And so aid to Ukraine, which most believe is the least expensive deterrent to Russian expansionism, is now on the MAGA GOP chopping block. Countering Russian aggression and global ambitions has been at the top of every Republican and Democratic presidential priority list since WWII. Until Donald Trump. As rightwing white supremacists feel that representative democracy is diluting their traditional power, Trump’s constituency has adopted serious voting restrictions to marginalize non-white traditional voters, with a clear realization that maintaining white power would not happen unless democracy itself were repealed. Russia offers a form of repressive governance that, if adopted in the United States, would reinforce incumbent white power as the primary controllers of our nation.

It is interesting to note the excuses some Republicans in Congress, uncomfortable as the Party unseating Reagan’s efforts to contain Russian autocrats: “About 2 a.m. Feb. 13, Republican Sen. Ron Johnson of Wisconsin stood on the Senate floor and explained why he opposed sending more aid to help Ukraine fend off the invasion launched in 2022 by Russian President Vladimir Putin. ‘I don’t like this reality,’ Johnson said. ‘Vladimir Putin is an evil war criminal.’ But he quickly added: ‘Vladimir Putin will not lose this war.’… That argument — that the Russian president cannot be stopped so there’s no point in using American taxpayer dollars against him — marks a new stage in the Republican Party’s growing acceptance of Russian expansionism in the age of Donald Trump.” Nicholas Riccardi writing for the February 20th Associated Press.
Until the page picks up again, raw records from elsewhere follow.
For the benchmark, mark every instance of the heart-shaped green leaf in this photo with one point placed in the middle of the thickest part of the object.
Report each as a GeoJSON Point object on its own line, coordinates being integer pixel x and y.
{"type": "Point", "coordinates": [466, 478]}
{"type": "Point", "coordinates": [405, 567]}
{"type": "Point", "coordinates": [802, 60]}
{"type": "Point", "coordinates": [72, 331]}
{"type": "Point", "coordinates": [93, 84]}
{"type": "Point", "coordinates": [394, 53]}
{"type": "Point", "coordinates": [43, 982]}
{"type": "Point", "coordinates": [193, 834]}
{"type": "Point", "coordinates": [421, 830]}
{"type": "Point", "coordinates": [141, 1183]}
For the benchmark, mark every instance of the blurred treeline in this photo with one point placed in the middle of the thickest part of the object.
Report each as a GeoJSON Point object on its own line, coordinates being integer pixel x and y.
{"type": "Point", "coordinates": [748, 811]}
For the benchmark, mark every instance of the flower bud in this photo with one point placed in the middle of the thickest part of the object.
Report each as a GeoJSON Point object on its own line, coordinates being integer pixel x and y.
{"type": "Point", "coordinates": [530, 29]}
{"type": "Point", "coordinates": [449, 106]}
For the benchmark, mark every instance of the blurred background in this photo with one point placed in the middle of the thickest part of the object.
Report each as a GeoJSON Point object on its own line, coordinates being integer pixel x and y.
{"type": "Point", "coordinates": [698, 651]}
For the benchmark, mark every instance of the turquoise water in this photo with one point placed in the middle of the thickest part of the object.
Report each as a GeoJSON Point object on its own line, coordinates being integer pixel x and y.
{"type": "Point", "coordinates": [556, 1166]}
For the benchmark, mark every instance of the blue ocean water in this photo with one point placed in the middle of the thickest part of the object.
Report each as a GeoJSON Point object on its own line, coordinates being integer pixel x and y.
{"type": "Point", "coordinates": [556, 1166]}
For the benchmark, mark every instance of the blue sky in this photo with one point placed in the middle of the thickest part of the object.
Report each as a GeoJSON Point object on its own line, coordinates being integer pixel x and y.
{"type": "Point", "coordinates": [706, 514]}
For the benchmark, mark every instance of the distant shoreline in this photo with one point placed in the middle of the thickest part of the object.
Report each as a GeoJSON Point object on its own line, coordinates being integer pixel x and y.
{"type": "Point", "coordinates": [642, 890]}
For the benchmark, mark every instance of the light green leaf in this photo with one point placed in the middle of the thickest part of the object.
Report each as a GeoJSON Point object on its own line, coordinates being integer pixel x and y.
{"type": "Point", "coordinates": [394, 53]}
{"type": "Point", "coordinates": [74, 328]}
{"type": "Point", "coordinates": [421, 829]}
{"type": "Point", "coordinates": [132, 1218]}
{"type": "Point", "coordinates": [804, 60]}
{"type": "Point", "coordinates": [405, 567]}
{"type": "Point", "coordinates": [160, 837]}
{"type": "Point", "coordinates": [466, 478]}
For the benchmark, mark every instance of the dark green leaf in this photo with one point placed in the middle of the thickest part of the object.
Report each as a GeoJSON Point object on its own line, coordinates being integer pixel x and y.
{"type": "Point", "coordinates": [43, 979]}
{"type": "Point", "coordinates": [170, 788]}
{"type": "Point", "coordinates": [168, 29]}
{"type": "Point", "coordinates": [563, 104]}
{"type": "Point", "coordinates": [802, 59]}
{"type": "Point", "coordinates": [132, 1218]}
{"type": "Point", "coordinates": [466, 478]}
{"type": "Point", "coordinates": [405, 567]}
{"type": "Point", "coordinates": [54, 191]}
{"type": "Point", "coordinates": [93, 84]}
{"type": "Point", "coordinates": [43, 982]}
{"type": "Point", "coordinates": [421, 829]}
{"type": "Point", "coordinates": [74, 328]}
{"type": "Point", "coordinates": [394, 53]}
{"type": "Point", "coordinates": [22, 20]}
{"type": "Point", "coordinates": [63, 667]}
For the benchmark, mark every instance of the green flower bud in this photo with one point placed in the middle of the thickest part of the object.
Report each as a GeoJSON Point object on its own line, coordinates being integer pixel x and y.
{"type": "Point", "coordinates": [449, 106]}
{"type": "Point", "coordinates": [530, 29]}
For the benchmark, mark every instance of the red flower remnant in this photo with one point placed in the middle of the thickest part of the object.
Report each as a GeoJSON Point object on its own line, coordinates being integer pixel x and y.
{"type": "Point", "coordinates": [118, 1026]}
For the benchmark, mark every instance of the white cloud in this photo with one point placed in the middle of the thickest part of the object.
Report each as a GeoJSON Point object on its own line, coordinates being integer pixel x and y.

Is Trump’s vision of the United States Putin’s greatest enabler? Are Trump’s “whatever you want” minions coconspirators in Trump’s vision of an autocratic America, and eventual ally of Russia? “Now the GOP’s ambivalence on Russia has stalled additional aid to Ukraine at a pivotal time in the war… The Senate last week passed a foreign aid package that included $61 billion for Ukraine on a 70-29 vote, but Johnson was one of a majority of the Republicans to vote against the bill after their late-night stand to block it. In the Republican-controlled House, Speaker Mike Johnson said his chamber will not be ‘rushed’ to pass the measure, even as Ukraine’s military warns of dire shortages of ammunition and artillery.


“Many Republicans are openly frustrated that their colleagues don’t see the benefits of helping Ukraine. Putin and his allies have banked on democracies wearying of aiding Kyiv, and Putin’s GOP critics warn that NATO countries in Eastern Europe could become targets of an emboldened Russia that believes the U.S. won’t counter it… The divide within the party was on stark display Friday with the prison death of Russian opposition figure and anti-corruption advocate Alexei Navalny, which President Biden and other world leaders blamed on Putin. Trump notably stood aside from that chorus Monday.

“Offering no sympathy or attempt to affix blame, Trump posted on his social media platform Truth Social that the ‘sudden death of Alexei Navalny has made me more and more aware of what is happening in our Country. It is a slow, steady progression, with CROOKED, Radical Left Politicians, Prosecutors, and Judges leading us down a path to destruction.’” AP. It would be one thing if the MAGA crowd were just pushing issues; but it is quite something else where their ambitions are to install a new form of autocracy to replace our existing form of governance. We seem to have installed our own Manchurian Candidate within our own political system. Some Republicans are squirming at what Trump/Johnson want Congress to do. We need more than squirming!

I’m Peter Dekom, and unless Americans wake up to what is happening and fight back, there may be no way to fight back after the upcoming election.